Was the precision loss about high gas values outside of loops or their avoidance (which is the opposite)?

The consideration was that not resetting the counter would lead to precision loss at the code fragments located after a widening point.

What do you mean by widening between incoming edges? #1442 is in the solver and doesn't even know about different incoming edges, it can only see the joined values, so what's the difference?

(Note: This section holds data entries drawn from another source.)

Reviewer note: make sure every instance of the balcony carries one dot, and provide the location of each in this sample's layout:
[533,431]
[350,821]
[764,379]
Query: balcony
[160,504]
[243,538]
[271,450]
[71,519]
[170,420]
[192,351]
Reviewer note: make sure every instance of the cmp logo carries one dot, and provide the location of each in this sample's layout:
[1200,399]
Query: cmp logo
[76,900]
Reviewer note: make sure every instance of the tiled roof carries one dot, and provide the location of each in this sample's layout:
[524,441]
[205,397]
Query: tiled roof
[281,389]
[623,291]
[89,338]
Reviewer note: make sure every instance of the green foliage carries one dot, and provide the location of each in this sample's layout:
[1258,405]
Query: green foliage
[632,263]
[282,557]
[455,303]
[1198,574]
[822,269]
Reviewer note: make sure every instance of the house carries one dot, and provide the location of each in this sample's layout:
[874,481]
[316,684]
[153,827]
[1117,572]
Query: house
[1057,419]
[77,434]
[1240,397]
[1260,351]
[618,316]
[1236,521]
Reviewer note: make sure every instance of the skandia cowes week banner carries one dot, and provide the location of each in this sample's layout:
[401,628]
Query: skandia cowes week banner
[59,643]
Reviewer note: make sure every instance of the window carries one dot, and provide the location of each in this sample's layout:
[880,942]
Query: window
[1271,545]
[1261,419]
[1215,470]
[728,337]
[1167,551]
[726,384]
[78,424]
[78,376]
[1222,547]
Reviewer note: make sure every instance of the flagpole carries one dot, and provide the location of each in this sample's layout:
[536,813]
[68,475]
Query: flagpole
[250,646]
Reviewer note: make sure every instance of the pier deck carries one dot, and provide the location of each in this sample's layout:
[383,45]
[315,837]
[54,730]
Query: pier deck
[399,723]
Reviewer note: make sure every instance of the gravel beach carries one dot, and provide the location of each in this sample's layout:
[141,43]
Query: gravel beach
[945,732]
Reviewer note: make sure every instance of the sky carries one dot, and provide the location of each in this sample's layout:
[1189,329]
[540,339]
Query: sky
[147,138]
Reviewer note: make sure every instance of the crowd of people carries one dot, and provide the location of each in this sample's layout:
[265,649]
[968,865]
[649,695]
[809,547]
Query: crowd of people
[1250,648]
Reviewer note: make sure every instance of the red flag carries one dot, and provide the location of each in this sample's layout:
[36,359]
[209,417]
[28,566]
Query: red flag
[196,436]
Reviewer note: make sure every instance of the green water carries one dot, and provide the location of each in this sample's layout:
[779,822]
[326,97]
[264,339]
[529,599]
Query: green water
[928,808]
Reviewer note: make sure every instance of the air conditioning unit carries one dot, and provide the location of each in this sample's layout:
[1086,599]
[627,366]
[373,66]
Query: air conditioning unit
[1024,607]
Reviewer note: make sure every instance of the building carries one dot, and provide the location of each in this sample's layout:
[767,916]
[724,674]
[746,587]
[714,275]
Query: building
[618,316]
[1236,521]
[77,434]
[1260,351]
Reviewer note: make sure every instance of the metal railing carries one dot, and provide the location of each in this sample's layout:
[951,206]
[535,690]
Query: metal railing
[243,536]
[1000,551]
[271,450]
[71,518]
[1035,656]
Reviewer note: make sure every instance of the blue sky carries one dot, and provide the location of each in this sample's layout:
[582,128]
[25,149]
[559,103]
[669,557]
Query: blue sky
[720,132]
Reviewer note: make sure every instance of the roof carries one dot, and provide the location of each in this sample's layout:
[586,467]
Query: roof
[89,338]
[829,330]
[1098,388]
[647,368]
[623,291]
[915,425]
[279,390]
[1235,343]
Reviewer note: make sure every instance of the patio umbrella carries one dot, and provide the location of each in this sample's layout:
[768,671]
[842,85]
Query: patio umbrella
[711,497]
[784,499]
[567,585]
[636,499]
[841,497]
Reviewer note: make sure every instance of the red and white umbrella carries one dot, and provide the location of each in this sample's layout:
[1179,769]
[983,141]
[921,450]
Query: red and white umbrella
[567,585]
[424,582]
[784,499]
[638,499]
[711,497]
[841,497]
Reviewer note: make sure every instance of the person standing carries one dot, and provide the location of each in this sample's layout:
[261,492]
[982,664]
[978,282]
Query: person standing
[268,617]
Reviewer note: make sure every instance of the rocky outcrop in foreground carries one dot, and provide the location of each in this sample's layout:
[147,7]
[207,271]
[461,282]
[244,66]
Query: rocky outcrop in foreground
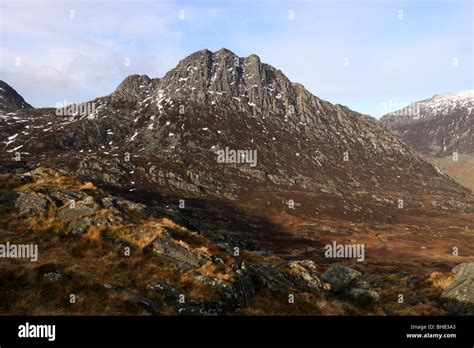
[118,256]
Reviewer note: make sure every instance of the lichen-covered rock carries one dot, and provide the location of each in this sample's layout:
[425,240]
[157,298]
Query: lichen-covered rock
[340,277]
[170,249]
[270,277]
[69,214]
[363,296]
[78,227]
[460,293]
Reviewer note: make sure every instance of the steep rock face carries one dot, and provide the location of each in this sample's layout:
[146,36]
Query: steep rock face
[437,126]
[164,135]
[10,99]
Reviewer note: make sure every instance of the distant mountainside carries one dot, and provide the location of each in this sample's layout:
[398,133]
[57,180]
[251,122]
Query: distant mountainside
[437,126]
[442,129]
[325,157]
[10,99]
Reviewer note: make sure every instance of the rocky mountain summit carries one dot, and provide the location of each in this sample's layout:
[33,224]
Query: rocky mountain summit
[165,134]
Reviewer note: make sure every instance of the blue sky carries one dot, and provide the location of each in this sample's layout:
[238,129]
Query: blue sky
[371,55]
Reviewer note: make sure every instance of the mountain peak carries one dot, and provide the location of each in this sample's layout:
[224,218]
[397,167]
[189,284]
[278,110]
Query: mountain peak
[10,99]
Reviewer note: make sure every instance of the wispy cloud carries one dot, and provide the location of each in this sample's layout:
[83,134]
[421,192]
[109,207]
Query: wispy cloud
[356,53]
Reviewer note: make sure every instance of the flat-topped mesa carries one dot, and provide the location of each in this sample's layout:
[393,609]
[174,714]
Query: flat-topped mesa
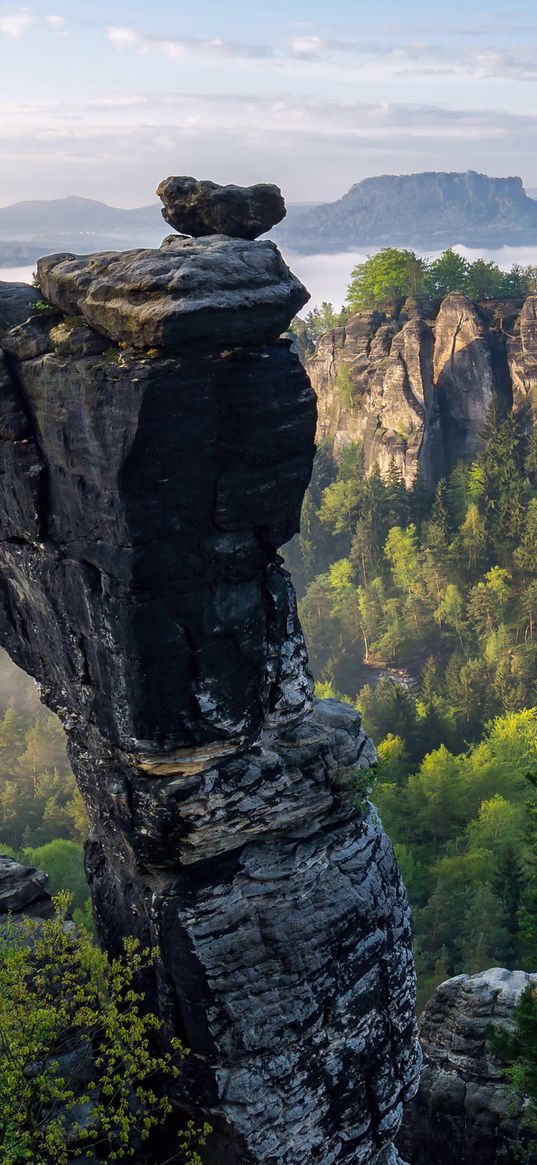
[145,488]
[204,207]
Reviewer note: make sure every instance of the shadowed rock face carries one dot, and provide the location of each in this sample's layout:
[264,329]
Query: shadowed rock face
[461,1114]
[145,492]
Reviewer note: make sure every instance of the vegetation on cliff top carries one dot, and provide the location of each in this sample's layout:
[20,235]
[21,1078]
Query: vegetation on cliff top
[395,274]
[77,1066]
[438,590]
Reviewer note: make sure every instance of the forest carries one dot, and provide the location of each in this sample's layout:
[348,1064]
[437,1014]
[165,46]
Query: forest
[422,609]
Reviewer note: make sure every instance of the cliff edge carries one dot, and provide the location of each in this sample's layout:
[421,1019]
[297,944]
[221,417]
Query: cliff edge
[156,439]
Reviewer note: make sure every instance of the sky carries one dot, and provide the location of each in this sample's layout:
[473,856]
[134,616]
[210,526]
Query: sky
[105,99]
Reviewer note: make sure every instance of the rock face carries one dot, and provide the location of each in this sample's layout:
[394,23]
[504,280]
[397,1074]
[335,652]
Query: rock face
[461,1114]
[204,207]
[431,210]
[22,890]
[217,289]
[422,379]
[143,494]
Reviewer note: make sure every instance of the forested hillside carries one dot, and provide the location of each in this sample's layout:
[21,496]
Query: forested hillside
[433,595]
[42,816]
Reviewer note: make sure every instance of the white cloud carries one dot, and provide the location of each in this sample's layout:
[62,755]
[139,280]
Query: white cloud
[126,37]
[16,23]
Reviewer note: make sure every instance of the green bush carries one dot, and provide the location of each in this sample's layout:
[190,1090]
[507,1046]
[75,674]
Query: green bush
[58,991]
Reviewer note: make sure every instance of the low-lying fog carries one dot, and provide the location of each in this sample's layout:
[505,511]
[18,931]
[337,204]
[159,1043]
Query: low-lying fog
[326,276]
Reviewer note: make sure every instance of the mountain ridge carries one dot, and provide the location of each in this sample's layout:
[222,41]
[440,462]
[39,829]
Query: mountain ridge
[425,210]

This observation was not about a difference between #1442 and this. Rather it was an observation about what the solvers need to be fulfill for this to work (which TD3 does, but not necessarily all solvers must do). #1442 is integrated into one specific solver, so the question about what a solver must be like for it to work doesn't pose itself there.

[michael-schwarz]

@Red-Panda64 has some benchmarks here, where this seems to be worse when it comes to performance then #1442. Those might be of interest.

[Red-Panda64]

Well, yes, widening delay seems to be a bit slower. It times out 141 times where #1442 does not. Conversely, #1442 times out 10 times where widening delay does not.
Here are the plots comparing the unreach-call and valid-memsafety categories, where the majority of the difference was found.
#1442 is on the x-axis, #1483 on the y-axis.

unreach-call:

valid-memsafety:

The benchmarks ran on the same machine with specs:
Intel Xeon Platinum 8260 CPU @ 2.40GHz, cores: 96, frequency: 3900 MHz, Turbo Boost: enabled; RAM: 540649 MB
However, @stilscher said that bench-exec was slightly differently configured.

Anyway, it is good to see that both implementations agree on everything and produce the same new true results.